No Sex, Please. Or At Least Not With Me.

The best love stories are about relationships that don’t work out. Which is what Dominic Cooke‘s On Chesil Beach (Bleecker, Street, 5.18), an adaptation of Ian McEwan’s same-titled 2007 novel, is basically about. Set in early ’60s Weymouth, Saoirse Ronan plays Florence, an independent-minded lass who develops reservations about getting married to Edward (Billy Howle) and particularly about the confined, straight-laced life she’ll be expected to lead. And then it all falls apart over sexual anxiety.

I saw On Chesil Beachduring last September’s Toronto Film Festival, and I somehow knew it wouldn’t be much even before I sat down. I could feel the minor-ness. The problem, for me, was that it was more about pre-marital misgivings than anything else, and I just didn’t give a damn whether Ronan and Howle “did it” or not, or whether or not they wanted to get married or anything. I couldn’t have cared less.

Honestly? I cared so little about their doomed relationship that I left around the 75-minute mark, and quickly decided I wouldn’t write about it because I’d missed the last half-hour or whatever. Now I’m breaking my promise because the trailer has dropped.

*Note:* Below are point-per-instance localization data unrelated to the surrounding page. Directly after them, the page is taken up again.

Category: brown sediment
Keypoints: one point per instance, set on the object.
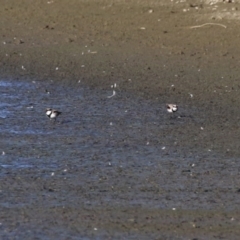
(168, 52)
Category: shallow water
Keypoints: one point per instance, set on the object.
(122, 152)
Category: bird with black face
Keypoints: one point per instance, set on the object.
(171, 108)
(52, 113)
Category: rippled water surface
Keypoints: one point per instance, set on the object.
(103, 154)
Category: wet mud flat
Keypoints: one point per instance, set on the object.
(119, 167)
(109, 168)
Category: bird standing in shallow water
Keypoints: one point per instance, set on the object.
(52, 114)
(172, 108)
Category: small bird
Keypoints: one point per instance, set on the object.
(172, 108)
(52, 114)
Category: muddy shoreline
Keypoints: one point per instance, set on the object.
(122, 168)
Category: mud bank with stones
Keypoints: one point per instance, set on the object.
(148, 175)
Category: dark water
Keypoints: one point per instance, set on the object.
(102, 153)
(118, 129)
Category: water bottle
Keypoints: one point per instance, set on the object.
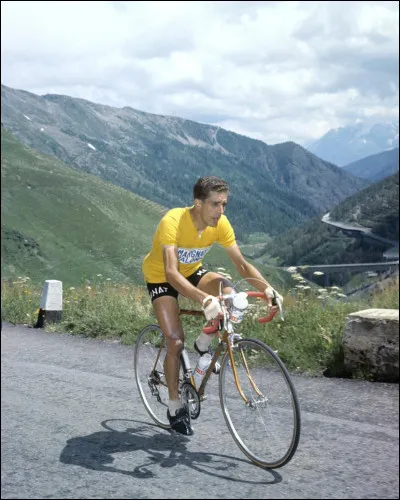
(238, 307)
(201, 368)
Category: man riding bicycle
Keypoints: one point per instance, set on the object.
(174, 266)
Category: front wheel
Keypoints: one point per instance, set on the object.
(265, 423)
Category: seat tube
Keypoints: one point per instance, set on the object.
(187, 369)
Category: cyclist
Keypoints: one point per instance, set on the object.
(174, 266)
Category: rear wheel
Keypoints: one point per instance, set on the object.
(150, 351)
(265, 426)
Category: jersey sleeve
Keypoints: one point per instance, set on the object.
(226, 235)
(168, 230)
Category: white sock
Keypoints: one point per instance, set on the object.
(174, 405)
(204, 340)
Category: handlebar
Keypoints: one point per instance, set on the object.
(213, 325)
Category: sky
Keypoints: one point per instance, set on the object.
(274, 71)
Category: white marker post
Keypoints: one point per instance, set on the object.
(51, 304)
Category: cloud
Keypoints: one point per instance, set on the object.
(274, 71)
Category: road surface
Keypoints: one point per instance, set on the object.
(73, 426)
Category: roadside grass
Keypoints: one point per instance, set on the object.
(307, 341)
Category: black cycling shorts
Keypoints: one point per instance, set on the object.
(161, 289)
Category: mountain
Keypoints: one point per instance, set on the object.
(273, 188)
(345, 145)
(375, 167)
(314, 242)
(59, 223)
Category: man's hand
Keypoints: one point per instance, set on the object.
(269, 294)
(211, 307)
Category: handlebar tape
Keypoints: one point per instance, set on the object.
(212, 327)
(269, 317)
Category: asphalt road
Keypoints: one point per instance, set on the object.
(73, 426)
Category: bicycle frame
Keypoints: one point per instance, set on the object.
(226, 340)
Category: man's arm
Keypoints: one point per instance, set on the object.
(247, 270)
(175, 278)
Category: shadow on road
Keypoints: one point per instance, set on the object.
(164, 449)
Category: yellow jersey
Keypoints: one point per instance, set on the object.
(177, 228)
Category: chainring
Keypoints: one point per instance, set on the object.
(190, 398)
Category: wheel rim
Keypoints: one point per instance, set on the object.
(267, 427)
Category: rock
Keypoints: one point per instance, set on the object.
(371, 344)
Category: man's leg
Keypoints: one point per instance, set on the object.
(166, 310)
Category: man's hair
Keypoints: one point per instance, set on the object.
(204, 186)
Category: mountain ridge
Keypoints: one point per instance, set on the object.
(160, 157)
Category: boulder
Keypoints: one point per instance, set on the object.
(371, 344)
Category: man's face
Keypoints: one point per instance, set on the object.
(213, 207)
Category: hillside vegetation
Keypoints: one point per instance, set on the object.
(375, 167)
(316, 243)
(273, 188)
(59, 223)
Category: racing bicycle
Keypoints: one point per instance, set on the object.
(257, 396)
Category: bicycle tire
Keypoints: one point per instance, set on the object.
(267, 427)
(151, 383)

Who wants to see a movie with that title anyway? It’s like calling a movie On Swizzle Stick. I wasn’t even sure how to say “Chesil” when I first saw it on the page — I think it’s pronounced chezzle. (The actual Chesil Beach is located southwest of Weymouth, which is part of Dorset County in southwestern England.) It sounds like a shitty little beach with a lot of rocks and pebbles that will hurt your bare feet if you take a stroll, and who wants to go through that?